Dans Le cercle fermé, de Martine Feipel et Jean Bechameil au pavillon luxembourgeois de la Cà del Duca, l’itinéraire suit la logique des cinq pièces. Cependant les frontières de l’espace s’ouvrent à un regard démultiplié entre« Wunderkammerkabinett » et architecture illusionniste des palais de miroirs qui désorientent la vision du spectateur. Le spectateur est fasciné par la perfection de la transformation du lieu où l’architecture de l’installation devient comme le négatif voire l’empreinte d’une absence qui dans sa blancheur renvoie à la plénitude et la complexité des points de vues en référence à l’histoire de Venise et à d’autres représentations architecturales et artistiques. L’envers de la déconstruction est une mise en scène ludique habilement agencée qui suggère des nouvelles lectures qui émanent des relations que ce lieu, réinventé et revisité, incarne au niveau esthétique, social et culturel.

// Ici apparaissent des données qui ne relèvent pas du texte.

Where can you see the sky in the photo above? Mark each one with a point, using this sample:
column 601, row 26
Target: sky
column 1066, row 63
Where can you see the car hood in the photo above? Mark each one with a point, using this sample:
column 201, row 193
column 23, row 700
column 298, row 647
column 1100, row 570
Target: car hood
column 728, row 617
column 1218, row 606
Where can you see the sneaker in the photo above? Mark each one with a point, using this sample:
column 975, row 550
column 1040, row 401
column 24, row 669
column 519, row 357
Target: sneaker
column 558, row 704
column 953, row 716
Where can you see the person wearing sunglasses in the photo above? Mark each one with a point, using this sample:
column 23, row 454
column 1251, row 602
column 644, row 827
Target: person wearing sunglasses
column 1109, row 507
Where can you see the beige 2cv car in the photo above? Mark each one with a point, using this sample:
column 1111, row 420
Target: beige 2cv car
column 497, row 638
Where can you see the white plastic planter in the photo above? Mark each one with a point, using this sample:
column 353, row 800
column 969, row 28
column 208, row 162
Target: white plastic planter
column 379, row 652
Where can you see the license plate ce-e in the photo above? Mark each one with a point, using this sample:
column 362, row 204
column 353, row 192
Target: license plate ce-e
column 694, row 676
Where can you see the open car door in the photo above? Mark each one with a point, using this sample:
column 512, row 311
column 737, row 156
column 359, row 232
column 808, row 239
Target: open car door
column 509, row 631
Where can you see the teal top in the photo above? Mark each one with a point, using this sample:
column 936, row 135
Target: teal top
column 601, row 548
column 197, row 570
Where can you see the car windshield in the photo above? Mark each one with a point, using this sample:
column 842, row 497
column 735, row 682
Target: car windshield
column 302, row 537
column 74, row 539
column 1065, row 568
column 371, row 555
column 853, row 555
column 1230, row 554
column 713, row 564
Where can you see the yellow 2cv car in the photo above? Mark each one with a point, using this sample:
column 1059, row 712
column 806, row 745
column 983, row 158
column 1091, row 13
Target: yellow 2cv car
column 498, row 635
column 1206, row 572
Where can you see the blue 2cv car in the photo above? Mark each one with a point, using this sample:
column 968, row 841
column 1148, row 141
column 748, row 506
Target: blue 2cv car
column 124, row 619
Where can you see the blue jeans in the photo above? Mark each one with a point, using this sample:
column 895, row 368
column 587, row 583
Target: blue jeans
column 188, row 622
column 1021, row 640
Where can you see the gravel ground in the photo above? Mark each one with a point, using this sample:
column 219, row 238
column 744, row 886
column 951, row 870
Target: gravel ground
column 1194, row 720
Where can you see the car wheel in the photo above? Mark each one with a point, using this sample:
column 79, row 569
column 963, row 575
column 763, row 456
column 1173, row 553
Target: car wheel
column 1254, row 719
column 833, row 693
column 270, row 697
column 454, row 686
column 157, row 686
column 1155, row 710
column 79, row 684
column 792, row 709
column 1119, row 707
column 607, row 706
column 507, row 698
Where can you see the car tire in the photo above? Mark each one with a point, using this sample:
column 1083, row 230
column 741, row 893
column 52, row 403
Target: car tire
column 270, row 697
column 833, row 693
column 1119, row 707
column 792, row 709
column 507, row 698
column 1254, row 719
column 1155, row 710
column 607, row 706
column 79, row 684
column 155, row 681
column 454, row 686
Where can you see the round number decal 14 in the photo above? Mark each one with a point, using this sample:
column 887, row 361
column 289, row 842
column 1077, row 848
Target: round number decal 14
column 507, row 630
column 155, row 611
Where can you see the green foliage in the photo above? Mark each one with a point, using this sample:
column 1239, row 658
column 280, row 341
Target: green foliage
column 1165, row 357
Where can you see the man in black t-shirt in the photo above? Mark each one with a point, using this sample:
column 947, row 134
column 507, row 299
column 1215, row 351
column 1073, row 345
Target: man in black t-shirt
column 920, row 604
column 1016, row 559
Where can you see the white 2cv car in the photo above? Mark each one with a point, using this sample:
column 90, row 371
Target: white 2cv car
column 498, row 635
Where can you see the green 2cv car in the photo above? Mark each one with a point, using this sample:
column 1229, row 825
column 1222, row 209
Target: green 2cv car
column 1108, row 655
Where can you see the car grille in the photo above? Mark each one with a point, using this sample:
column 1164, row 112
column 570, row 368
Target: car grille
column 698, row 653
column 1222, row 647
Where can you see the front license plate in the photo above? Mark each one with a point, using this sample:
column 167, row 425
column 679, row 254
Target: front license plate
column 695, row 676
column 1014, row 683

Si chez Feipel et Bechameil l’investissement métaphorique du lieu est plus esthétique que politique, en revanche, dans l’œuvre intitulée Crystal of Resistance, de l’artiste suisse Thomas Hirschhorn, le lieu pour lequel il choisit la métaphore de la cabane se transforme, si on regarde de près, en cabinet des horreurs demandant au spectateur de pouvoir s’en distancier et résister à la société de consommation, du spectacle et de la violence.

L’accumulation d’images et d’objets reflétant notre société voyeuriste devient une énorme sculpture-installation qui prend la forme d’un cristal mais qui reprend l’esthétique de l’assemblage des abris de fortune chère à Hirschhorn. Comme toujours dans ses installations le spectateur est bombardé de commentaires, de positions critiques, de mots et d’images qui l’aident à devenir conscient du processus artistique exprimé ici par l’image du cristal qui, selon l’artiste, est ce qui « lie et illumine tout » et qui fait resurgir, grâce aux détails de chaque facette, la vérité des choses.

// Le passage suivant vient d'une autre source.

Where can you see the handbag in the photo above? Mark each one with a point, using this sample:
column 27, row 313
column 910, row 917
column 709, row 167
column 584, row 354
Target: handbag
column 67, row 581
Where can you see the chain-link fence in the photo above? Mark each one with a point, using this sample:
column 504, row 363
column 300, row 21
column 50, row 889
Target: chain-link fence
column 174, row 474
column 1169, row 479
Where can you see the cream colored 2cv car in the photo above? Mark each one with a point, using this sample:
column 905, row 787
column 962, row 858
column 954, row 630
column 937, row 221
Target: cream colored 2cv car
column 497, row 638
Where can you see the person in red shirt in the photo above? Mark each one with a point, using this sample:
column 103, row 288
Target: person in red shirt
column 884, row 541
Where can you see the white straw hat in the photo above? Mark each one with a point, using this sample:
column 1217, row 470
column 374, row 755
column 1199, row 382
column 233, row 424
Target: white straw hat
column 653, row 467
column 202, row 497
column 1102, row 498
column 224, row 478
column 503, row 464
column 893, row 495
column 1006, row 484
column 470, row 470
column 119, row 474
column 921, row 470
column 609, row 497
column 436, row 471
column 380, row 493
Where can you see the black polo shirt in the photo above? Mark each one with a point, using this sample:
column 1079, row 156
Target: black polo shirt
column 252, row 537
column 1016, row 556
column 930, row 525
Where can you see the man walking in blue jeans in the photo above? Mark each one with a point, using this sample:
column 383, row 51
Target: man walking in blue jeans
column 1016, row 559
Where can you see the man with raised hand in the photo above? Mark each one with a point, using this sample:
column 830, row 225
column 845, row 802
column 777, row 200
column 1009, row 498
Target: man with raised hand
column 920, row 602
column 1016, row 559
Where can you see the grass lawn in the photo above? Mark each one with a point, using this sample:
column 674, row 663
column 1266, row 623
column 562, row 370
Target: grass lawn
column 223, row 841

Voici donc qu’un autre pavillon national, de plus représenté par un artiste qui avait refusé pendant de nombreuses années de vivre en Suisse, pose les vraies questions de l’engagement de l’artiste et de la réception de l’œuvre d’art où l’illumination à travers le spéculaire et le spectaculaire du quotidien, n’est rien d’autre que la voie vers la résistance, la seule condition pour que l’art puisse exister.